Du point de vue littéraire, ce soir est riche en images frappantes : poissons vs oiseaux, ciels colorés différents, Lunaires pêchant des hommes, habitants cachés dans des cratères… L’imaginaire visuel est stimulé en permanence, ce qui rend la lecture très vivante et presque digne d’un conte. Fontenelle réussit à faire réfléchir en amusant et en peignant des tableaux que l’on voit mentalement. La structure du dialogue demeure très dynamique : la Marquise est maintenant très participative (elle imagine, elle préfère, elle avoue son vertige), ce qui montre qu’elle s’est pleinement investie dans la discussion philosophique. Il est possible de voir dans cette évolution un message sur l’éducation : une élève bien guidée finit par prendre part activement au savoir, par questionner à son tour et par devenir quasiment l’égale intellectuelle de son maître dans l’échange. Analyser cette progression du personnage féminin au fil des trois premières soirées peut être très instructif quant à la vision de Fontenelle sur l’apprentissage : il la traite de plus en plus en partenaire de pensée.
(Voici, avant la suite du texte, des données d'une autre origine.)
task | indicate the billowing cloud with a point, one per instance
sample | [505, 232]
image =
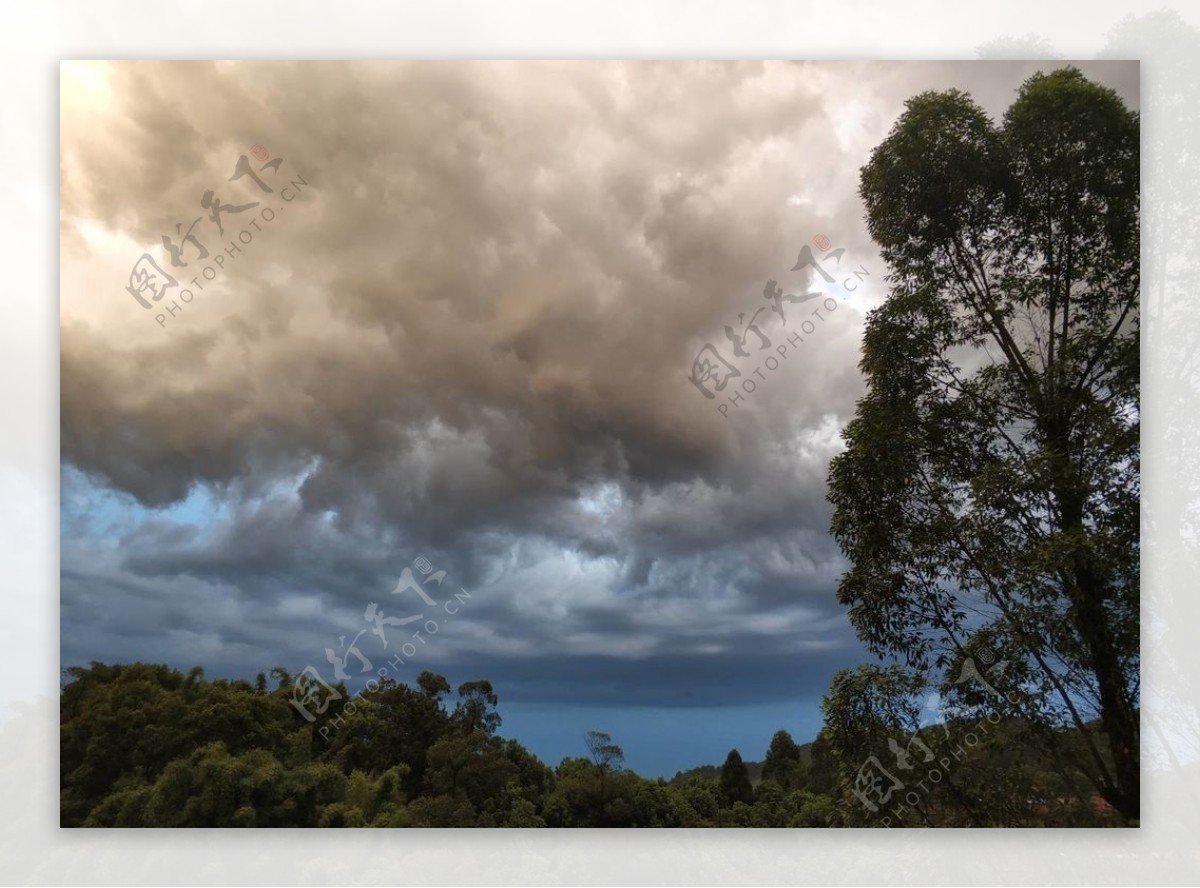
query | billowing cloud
[461, 325]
En termes d’enjeux scientifiques, Fontenelle a actualisé son discours : il intègre les dernières découvertes de son temps (microscope, détails sur Mars et Jupiter cités brièvement, comme les bandes nuageuses changeantes sur Jupiter ou les taches de Mars qu’il évoque en conclusion du Sixième soir). Ici, mentionner les micro-organismes était vraiment à la pointe de la science des années 1680, ce qui montre son érudition. Il fait également preuve d’une audace conceptuelle sur la pluralité des formes de vie qui est en avance sur son époque. Historiquement, cette idée d’une vie adaptée à chaque monde deviendra populaire au XVIIIe (on la retrouve par exemple chez Huygens dans Cosmotheoros en 1698, ou chez Voltaire plus tard de manière satirique). Fontenelle est donc un pionnier dans ce raisonnement.
Pour les lecteurs du 21ème siècle, ce troisième soir revêt un intérêt tout particulier car il pose des questions que nous nous posons encore (la vie sur d’autres planètes, doit-elle forcément ressembler à la nôtre ? comment la détecter ? etc.). Il y a un parfum précurseur de l’exobiologie dans ce dialogue. Ce chapitre prouve bien que les Entretiens ne sont pas qu’un document sur le passé de l’astronomie : ils touchent à des réflexions intemporelles sur la vie dans l’univers et la manière dont l’homme envisage l’Autre (qu’il soit étranger, d’une autre culture, ou d’un autre monde). L’élan final de la Marquise qui rêve d’observer ces mondes étrangers rejoint notre éternelle tentation de découvrir l’inconnu – à son échelle, elle est comme nous levant les yeux vers le ciel étoilé et s’interrogeant « Sommes-nous seuls ? ». Fontenelle a su donner à cette question un habillage littéraire charmant et un début de réponse raisonnée.